On the gridiron, Ohioan likely projects as a defensive tackle. But while suiting up for John Sheridan's hockey team at Aurora, Bellamy is a defenseman for the Greenmen.
Needless to say, the site of the 6-4, 280-pound Bellamy barreling down on opponents while on ice skates is a fearful one.
"We were playing a game this year and the opposition had a kid who was about 6-3, 250 and he came running at Adam from about 30 feet and ran smack into him and it was like hitting a wall," Sheridan told BuckeyeSports.com. "The kid went flying and that got a big charge out of our crowd."
Bellamy has been playing hockey since he was a child. Ironically, he was turned onto the sport because he was deemed too big to play football at a young age. As time went on, though, he began to turn to the gridiron as his future home.

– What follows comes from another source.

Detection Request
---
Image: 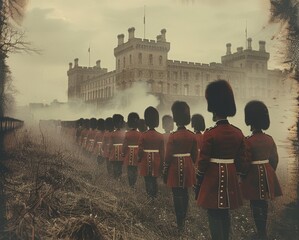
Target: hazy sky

"I'm really glad I did (play hockey) because it taught me to really push myself and work really hard," he said. "I remember being dead tired after some practices and I'm sure that helped build muscles in my legs and my core. Hockey gave me a real good base and football kind of took over and capitalized on that."
Although Bellamy has no plans to talk to OSU men's hockey coach John Markell about joining his squad, his prep hockey coach said he could have had a future in the sport had he dedicated himself to it.
"He probably skates as well as any big guy in all the divisions," Sheridan said. "It would've been interesting to see if a couple years ago it was hockey and he stuck to it because his agility and balance on skates for his size is as good as anybody.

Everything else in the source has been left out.